WHEN I first met Dosie two years ago, her father had just become our gardener and had not yet requested permission to move his family into our compound in Lahore. He was working up to it gradually by presenting the children to us one by one. It was a sound strategy. They are a handsome and appealing family. After introducing the three older boys he brought Dosie, then almost three, with Fatima, her mother, to meet us one hot May evening. They wore Pakistani shalwar kameez -- long, loose dresses slit up the sides and worn over matching trousers.

Both jingled with bracelets, and Fatima had a gold and ruby nose-flower in one nostril. Dosie wore tiny gold earrings, and her dark eyes were rimmed with black antimony lines, creating the classic doe-eyed look seen on many Pakistani babies.
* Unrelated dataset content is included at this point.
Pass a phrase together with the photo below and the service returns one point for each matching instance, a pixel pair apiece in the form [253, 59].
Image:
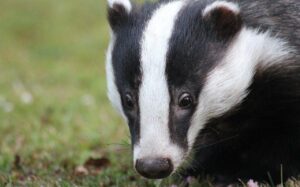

I scooped her up on sight and hugged her, though years of experience with children should have instilled more reserve in me. Her mother gasped, but Dosie didn't seem to mind. She accepted it as she does the affection lavished on her by her parents and brothers, with a calm graciousness. She is a self-assured, happy child.

Here children start nursery school at age 4. Dosie, the first little girl in her family ever to attend school, wore a white dress and hairbow and carried a rose her father had given her.

``She doesn't cry!'' Anwar, the oldest and most fluent of the boys, told me. ``Some of the other children cry a lot, but Dosie likes school.''

This augured well for the educational experience, but vacations posed problems. From May through mid-September, temperatures outside are seldom less than 100 degrees F. Even so, Pakistani children play out-of-doors in the cooler hours of the day. Cricket bats and a badminton set seemed in order for the boys, and a doll for Dosie.

At first Dosie trailed along after the boys to the park across the street, carrying her doll, carefully wrapped in plastic to keep it clean. Eventually she left the doll at home and joined in the game. Since I come from a baseball rather than a cricket culture, I cannot evaluate her performance. She seemed to spend most of her time chasing balls in what I would call the outfield.

This year hockey is the big game, and when we went to buy hockey sticks for the boys, Dosie came along for the ride.

``What shall we get her?'' I asked Anwar as I glanced around the store looking for something girlish -- a tea set, perhaps, or hair-curling kit.

``She wants a hockey stick,'' he said, giving me a helpless look. The salesman rummaged around and found one for her in the smallest size.

When we got home, Dosie was the first to show up for the game, smiling broadly and waving her stick in the air. But in spite of Anwar's expert coaching, she kept swinging and missing, reminding me of my own early days on the golf course.

I wanted badly to be able to say, ``Eye on the ball, Dosie!'' in Urdu or Punjabi.

We were in the monsoon season, and midafternoon rain interrupted the game. It seemed a good time to talk with Fatima.

``Girls American school hockey,'' I said, stretching my Urdu to the limit. ``Pakistani girls play hockey, too,'' she laughed.

I sighed with relief. I had not flouted local custom.

By evening the team was at it again. ``Dosie is good!'' Anwar called to me from the lawn. Of course. With the family support she has, it's hard to imagine that Dosie could fail to make the 1998 All-Pakistan Girls' Field Hockey team.